Yep...NT did one , 1.5B
dailynews.yahoo.com
NEW YORK (Reuters) - Nortel Networks Corp. (NYSE:NT - news) (NT.TO), the world's largest telecommunications equipment supplier, Thursday sold $1.5 billion of seven-year convertible senior notes to help stabilize its balance sheet amid a steep slide in demand for its products.

Brampton, Ontario-based Nortel boosted its sale from $1 billion, cut the coupon and boosted the conversion price, reflecting investors' apparent readiness to bet on a turnaround for Nortel, whose shares have fallen 90 percent in a year and which in July reported a $19.4 billion second quarter loss.

Nortel said it is using proceeds for general corporate purposes.
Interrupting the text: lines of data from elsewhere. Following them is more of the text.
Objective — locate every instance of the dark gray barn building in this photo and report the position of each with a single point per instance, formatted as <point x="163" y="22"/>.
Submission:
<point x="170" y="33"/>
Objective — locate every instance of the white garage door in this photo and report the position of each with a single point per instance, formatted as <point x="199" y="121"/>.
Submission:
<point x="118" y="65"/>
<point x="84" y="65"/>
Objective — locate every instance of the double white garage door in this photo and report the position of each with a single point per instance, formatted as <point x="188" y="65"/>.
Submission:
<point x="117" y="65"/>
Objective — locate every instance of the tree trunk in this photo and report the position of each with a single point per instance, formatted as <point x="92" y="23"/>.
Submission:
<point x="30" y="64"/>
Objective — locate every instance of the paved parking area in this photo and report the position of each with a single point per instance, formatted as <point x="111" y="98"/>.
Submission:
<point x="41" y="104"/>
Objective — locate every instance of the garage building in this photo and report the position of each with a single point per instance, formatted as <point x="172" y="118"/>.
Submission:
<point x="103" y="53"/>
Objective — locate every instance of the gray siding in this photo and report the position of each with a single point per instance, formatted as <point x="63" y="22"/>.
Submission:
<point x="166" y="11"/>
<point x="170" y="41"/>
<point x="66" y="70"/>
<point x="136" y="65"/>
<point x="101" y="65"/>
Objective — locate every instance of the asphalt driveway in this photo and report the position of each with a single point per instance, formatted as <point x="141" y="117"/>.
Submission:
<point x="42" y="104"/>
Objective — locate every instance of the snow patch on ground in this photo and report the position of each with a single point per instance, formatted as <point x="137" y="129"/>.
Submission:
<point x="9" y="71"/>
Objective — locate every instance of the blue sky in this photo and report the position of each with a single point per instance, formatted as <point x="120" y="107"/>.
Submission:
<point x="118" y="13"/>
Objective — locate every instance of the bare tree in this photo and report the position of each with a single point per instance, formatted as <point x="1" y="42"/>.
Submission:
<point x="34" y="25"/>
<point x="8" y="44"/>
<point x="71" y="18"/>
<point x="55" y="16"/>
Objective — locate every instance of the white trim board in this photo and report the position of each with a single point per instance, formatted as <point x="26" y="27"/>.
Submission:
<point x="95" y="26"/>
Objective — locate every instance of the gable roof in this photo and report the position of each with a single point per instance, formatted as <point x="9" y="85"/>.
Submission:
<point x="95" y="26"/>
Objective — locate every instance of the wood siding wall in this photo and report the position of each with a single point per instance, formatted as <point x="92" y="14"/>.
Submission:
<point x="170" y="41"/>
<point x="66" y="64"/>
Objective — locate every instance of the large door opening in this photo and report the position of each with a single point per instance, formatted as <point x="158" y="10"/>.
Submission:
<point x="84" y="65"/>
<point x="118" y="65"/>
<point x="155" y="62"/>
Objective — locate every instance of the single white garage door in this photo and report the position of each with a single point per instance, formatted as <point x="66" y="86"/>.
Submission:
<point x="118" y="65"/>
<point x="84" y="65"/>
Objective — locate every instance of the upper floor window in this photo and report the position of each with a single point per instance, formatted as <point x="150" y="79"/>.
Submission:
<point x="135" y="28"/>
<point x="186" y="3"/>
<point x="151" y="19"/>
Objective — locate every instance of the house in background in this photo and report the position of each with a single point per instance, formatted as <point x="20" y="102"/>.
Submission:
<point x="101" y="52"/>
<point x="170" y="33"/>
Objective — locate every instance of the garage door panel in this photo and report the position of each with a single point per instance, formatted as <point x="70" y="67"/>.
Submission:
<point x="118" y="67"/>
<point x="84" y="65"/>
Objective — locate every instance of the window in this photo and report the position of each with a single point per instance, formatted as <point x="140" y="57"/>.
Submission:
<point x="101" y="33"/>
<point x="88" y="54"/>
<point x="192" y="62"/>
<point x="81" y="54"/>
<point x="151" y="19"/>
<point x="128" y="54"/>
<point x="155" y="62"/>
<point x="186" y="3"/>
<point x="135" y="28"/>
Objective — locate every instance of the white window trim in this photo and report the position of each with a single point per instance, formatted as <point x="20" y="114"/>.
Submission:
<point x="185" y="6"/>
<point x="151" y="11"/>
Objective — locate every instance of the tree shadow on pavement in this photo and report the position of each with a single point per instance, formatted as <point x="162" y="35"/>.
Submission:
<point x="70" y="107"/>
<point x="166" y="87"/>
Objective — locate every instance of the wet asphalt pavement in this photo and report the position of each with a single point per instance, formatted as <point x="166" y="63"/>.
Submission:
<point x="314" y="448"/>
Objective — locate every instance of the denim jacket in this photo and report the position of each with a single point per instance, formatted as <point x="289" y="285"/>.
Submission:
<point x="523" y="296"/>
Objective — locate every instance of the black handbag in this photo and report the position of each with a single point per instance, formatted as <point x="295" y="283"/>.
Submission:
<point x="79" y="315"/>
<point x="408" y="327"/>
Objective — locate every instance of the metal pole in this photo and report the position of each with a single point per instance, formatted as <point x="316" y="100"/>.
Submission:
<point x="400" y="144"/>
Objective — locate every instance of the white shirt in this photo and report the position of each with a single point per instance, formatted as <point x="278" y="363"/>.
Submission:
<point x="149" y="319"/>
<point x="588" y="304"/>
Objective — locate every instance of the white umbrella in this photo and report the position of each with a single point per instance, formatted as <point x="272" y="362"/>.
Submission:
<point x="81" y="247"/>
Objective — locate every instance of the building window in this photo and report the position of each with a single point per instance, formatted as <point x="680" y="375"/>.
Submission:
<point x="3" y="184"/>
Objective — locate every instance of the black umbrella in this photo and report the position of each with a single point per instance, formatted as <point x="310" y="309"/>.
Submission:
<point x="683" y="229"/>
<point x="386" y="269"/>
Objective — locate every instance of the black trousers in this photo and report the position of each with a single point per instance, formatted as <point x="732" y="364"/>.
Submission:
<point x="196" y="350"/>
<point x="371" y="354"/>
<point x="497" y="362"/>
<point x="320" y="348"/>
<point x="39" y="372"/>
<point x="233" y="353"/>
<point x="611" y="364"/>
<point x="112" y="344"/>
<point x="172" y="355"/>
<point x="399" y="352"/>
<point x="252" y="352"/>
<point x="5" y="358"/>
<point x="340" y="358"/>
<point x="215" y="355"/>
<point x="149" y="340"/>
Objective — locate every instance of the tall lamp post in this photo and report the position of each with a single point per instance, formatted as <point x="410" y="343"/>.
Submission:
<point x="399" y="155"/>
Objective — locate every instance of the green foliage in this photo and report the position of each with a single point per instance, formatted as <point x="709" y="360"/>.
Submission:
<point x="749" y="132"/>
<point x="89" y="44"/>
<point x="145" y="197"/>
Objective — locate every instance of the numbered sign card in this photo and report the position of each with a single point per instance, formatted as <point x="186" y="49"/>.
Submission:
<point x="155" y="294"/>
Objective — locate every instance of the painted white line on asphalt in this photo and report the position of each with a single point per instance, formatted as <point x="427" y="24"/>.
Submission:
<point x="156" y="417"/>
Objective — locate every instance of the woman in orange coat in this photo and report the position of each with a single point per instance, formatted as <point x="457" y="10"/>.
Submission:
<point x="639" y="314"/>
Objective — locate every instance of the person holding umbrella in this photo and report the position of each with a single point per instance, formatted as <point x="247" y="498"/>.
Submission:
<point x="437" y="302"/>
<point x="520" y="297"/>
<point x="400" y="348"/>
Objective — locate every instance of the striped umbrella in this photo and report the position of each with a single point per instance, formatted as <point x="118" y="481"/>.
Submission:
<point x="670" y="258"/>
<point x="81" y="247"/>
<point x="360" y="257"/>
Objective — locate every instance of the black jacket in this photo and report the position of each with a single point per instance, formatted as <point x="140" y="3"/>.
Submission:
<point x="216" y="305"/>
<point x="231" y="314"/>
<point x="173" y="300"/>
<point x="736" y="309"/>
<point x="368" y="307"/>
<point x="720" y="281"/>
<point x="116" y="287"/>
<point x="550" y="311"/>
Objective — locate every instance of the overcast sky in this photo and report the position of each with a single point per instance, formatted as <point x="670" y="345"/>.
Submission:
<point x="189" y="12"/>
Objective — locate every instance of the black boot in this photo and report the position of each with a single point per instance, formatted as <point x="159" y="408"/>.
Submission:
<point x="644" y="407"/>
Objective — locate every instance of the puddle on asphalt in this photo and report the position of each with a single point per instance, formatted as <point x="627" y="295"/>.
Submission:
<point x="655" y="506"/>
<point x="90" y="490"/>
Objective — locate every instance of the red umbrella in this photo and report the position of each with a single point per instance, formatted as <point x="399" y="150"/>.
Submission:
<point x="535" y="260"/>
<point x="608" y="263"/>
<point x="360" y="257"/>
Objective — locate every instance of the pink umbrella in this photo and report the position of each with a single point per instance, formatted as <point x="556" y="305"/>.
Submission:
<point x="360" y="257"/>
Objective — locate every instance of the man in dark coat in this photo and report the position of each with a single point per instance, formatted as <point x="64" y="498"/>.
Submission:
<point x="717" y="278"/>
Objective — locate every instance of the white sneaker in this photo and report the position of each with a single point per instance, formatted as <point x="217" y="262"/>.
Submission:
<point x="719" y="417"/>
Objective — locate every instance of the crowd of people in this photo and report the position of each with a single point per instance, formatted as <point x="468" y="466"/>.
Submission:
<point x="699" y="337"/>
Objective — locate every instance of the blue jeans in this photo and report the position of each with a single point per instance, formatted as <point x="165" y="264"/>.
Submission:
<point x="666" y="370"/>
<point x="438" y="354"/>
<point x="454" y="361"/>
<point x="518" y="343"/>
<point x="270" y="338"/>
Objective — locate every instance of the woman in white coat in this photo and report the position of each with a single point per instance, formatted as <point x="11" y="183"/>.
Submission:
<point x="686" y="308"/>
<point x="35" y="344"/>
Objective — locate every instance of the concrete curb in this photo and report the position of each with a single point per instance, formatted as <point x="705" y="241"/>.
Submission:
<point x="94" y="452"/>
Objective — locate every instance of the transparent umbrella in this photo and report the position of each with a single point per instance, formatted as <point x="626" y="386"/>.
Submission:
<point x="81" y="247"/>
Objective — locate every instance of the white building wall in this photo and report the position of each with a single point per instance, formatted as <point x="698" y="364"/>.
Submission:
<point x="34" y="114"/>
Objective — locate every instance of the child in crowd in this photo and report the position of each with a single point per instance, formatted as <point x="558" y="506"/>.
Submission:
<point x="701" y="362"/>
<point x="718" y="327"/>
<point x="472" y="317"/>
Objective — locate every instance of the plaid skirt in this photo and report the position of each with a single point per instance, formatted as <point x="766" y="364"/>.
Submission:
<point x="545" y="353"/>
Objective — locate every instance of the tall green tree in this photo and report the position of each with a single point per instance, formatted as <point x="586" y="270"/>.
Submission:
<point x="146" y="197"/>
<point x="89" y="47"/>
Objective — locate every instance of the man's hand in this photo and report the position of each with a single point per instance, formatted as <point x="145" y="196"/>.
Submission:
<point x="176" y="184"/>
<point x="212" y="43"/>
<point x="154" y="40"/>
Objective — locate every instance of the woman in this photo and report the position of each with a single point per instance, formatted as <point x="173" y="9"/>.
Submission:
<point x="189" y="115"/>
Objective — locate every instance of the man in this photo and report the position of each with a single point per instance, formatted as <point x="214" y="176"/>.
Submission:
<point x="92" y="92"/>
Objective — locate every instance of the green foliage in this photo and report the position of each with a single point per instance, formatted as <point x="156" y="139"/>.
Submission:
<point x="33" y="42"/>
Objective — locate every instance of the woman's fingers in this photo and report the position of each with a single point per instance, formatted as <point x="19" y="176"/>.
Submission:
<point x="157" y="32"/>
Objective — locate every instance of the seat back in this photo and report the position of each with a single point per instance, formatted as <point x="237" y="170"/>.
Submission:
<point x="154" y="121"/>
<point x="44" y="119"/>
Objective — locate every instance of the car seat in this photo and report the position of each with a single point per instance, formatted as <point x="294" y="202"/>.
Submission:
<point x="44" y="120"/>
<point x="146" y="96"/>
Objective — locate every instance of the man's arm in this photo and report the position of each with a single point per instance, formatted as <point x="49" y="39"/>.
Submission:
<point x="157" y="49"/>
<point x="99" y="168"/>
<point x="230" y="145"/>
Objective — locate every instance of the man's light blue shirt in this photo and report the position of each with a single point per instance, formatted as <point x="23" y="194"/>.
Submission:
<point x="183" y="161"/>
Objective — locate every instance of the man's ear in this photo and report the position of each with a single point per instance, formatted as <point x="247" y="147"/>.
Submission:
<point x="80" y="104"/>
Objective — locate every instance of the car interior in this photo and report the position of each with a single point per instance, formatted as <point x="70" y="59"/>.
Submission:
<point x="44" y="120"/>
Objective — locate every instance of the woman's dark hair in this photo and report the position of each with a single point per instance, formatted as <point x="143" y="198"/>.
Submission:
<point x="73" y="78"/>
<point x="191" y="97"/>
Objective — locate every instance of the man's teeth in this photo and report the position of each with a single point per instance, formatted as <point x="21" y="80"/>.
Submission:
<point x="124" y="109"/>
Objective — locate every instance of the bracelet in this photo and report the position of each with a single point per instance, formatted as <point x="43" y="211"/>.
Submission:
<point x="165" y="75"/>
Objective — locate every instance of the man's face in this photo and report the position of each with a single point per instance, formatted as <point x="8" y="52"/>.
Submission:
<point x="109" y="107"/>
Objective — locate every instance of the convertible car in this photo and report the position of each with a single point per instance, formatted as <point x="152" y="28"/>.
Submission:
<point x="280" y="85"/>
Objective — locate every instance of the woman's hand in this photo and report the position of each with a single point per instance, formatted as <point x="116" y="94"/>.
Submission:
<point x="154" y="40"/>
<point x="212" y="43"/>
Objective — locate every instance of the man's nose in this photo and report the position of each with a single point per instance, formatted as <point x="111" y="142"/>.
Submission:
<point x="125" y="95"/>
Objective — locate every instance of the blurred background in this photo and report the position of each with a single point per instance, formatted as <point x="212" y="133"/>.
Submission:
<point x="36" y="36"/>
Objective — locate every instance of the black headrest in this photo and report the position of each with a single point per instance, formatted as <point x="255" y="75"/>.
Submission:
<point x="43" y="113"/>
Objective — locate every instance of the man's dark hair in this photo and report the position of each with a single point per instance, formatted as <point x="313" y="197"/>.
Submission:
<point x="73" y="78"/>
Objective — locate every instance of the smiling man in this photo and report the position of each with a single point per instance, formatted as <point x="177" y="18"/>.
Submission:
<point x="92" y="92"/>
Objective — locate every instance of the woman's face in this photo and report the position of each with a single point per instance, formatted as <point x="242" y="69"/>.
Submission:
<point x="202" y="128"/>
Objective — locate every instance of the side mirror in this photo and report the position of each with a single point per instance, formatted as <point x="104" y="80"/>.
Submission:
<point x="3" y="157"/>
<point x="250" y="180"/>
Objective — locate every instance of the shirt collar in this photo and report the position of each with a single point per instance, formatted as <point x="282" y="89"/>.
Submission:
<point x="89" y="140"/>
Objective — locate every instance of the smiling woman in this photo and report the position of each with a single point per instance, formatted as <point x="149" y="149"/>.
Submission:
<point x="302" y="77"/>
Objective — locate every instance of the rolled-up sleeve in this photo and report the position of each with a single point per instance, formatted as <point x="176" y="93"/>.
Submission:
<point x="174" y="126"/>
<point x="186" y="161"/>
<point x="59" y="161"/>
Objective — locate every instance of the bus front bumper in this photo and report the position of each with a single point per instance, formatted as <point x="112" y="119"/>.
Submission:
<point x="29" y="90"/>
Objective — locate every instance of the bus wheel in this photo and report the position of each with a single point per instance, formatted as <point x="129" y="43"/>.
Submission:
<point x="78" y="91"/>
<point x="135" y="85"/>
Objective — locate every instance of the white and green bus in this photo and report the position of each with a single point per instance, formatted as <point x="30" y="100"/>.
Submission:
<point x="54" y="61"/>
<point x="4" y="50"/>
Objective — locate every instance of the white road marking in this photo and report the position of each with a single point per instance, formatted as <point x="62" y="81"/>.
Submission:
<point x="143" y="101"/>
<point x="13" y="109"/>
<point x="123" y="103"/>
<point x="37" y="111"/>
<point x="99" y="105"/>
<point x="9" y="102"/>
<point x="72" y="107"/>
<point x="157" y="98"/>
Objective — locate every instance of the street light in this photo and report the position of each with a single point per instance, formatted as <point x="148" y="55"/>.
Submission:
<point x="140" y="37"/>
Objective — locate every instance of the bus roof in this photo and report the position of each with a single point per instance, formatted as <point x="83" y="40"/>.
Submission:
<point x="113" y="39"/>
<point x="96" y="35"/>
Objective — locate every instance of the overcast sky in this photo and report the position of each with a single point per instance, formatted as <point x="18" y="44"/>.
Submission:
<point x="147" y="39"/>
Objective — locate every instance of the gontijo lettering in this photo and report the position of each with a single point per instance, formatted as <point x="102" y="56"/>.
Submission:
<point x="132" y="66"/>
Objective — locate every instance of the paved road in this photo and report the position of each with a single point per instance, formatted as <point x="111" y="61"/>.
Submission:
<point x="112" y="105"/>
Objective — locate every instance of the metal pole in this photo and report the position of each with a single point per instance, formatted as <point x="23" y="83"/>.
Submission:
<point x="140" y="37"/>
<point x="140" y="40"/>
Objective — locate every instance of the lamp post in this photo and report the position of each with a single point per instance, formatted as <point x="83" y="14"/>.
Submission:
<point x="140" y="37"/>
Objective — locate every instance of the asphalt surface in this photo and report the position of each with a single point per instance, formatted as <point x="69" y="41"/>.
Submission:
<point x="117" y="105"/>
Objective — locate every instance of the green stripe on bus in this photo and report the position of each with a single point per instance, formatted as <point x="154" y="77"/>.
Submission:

Its sale follows last week's $1.9 billion convertible preferred stock sale by rival Lucent Technologies Inc. (NYSE:LU - news).

People familiar with the sale said the notes carried a 4.25 percent coupon and are convertible into Nortel common shares at $10, a 32.3 percent premium over the shares' Thursday close on the New York Stock Exchange (news - web sites). Investors had expected a 4.25 to 4.75 percent coupon, down from an original 4.75 to 5.25 percent and a 30 to 32 percent premium, up from 25 to 30 percent.

Nortel shares closed on the Big Board at $7.56, down six cents, and on the Toronto Stock Exchange unchanged at $11.68.

Convertibles usually offer current income and can be converted into company stock. Credit Suisse First Boston and J.P. Morgan arranged the private sale, industry sources said.



To: Jorj X Mckie who wrote (3768)8/9/2001 6:22:19 PM
From: Stoctrash  Read Replies (1) | Respond to of 10077
 
here's a classic off the CFZ thread:
cnnfn.cnn.com

NEW YORK (Reuters) - A prominent New York pension fund manager, who is awaiting trial on illegal kickback charges, was arrested Thursday for a separate scheme in which he allegedly defrauded clients by sending unprofitable trades to their accounts while keeping the winners for himself.

Alan Bond, president and chief investment officer of Albriond Capital Management, formerly known as Bond Procope Capital Management, was charged in a complaint filed in Manhattan federal court for conducting an unlawful "cherry picking" scheme in which he directed over 93 percent of profitable trades to his own account and less than 7 percent to his clients.